結局、質問の返事はあやふやなまま、学校へ着くまでギスギスした空気は続いた。
 中央玄関で靴を脱いでいるとき、校庭に佐原くんの姿が見えた。ほんとうにもう、大丈夫なんだ。

 レオに教えようとしたけど、黙ったまま先に行ってしまった。
 ずっと目を合わせてくれないから、わたしも気まずくて。そのまま上履きを履く。

「おはよう」

 声をかけても、佐原くんの反応はない。まるで聞こえていないみたいに、わたしの後ろを通り過ぎていく。

 昨日、いきなり家へ行ったこと、怒ってるのかな?

 なんとなく気になって、うしろ姿を目で追っていく。教室とは、真逆の階段へ向かっている。どこへ行くつもりだろう?
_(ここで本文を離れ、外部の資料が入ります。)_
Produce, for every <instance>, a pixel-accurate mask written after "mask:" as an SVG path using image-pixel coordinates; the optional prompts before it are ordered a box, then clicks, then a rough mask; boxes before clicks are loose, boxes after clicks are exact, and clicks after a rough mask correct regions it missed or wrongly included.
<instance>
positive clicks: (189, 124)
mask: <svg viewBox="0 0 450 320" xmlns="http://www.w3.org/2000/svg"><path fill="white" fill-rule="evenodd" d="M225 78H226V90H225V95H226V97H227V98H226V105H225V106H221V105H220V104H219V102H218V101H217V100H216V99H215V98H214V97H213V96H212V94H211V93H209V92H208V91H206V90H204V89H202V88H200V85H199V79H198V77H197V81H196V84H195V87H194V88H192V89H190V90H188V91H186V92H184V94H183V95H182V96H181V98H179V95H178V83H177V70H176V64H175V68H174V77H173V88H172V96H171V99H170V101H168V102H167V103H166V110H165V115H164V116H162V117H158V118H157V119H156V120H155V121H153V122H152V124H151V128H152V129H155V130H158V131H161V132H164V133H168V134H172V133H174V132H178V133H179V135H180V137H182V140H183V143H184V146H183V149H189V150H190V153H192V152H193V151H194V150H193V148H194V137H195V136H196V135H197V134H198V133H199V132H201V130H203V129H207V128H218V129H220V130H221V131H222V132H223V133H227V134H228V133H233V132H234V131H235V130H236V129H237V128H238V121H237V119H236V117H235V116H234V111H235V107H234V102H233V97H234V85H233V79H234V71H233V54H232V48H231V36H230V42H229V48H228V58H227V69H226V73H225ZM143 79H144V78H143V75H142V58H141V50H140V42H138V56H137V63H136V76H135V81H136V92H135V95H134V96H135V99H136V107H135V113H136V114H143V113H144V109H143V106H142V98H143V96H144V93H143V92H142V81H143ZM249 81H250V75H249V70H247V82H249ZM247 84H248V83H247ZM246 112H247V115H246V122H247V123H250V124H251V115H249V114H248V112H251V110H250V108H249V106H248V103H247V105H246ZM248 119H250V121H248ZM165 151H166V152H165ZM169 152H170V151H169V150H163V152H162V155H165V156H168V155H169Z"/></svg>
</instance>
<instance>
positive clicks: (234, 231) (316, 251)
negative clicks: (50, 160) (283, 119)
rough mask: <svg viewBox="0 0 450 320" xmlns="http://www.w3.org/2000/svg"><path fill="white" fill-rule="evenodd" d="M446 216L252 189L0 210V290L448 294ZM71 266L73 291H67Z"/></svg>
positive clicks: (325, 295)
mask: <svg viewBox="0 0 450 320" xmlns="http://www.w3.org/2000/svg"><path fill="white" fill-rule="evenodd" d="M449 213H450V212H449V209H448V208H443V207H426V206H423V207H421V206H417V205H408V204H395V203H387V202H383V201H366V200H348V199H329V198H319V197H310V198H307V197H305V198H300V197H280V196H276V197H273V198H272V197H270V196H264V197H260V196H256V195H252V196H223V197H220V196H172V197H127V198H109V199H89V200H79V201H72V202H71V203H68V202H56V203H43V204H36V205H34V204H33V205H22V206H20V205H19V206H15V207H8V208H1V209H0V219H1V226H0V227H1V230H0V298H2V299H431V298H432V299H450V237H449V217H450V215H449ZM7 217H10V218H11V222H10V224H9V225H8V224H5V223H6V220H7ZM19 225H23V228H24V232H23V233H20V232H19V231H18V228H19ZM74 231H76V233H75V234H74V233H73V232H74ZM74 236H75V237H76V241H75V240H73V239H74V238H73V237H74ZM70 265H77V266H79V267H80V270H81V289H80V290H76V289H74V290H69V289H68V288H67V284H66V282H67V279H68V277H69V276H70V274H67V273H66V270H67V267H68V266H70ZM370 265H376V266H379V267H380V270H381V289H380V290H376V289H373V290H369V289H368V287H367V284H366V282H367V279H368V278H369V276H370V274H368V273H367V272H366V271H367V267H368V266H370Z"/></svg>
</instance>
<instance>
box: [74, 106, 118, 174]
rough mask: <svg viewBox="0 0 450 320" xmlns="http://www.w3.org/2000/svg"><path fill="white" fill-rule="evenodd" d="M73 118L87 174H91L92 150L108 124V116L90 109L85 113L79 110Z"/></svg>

 こっそりあとをつけて行くと、二階へ上がったところでトーコちゃんが現れた。少し離れているから、わたしには気づいていないみたい。

 佐原くんを追うトーコちゃんを尾行していたら、誰もいない屋上へ着いた。立ち入り禁止のプレートを無視して、二人はドアの向こうへ進んでいく。

 少し開いたままになっているドアのすき間から、様子を確認する。

「どうしても、昨日のことが気になって。佐原くん、なぜリリアちゃんにあんなことをしたのですか?」

 落ち着いた口調で、トーコちゃんが話しかける。
 でも、佐原くんは背を向けたまま何も答えない。

「あなた、もしかして、悪魔なのでは……」

 そのとき、とつぜん佐原くんが振り向いて、思い切り手をふり上げた。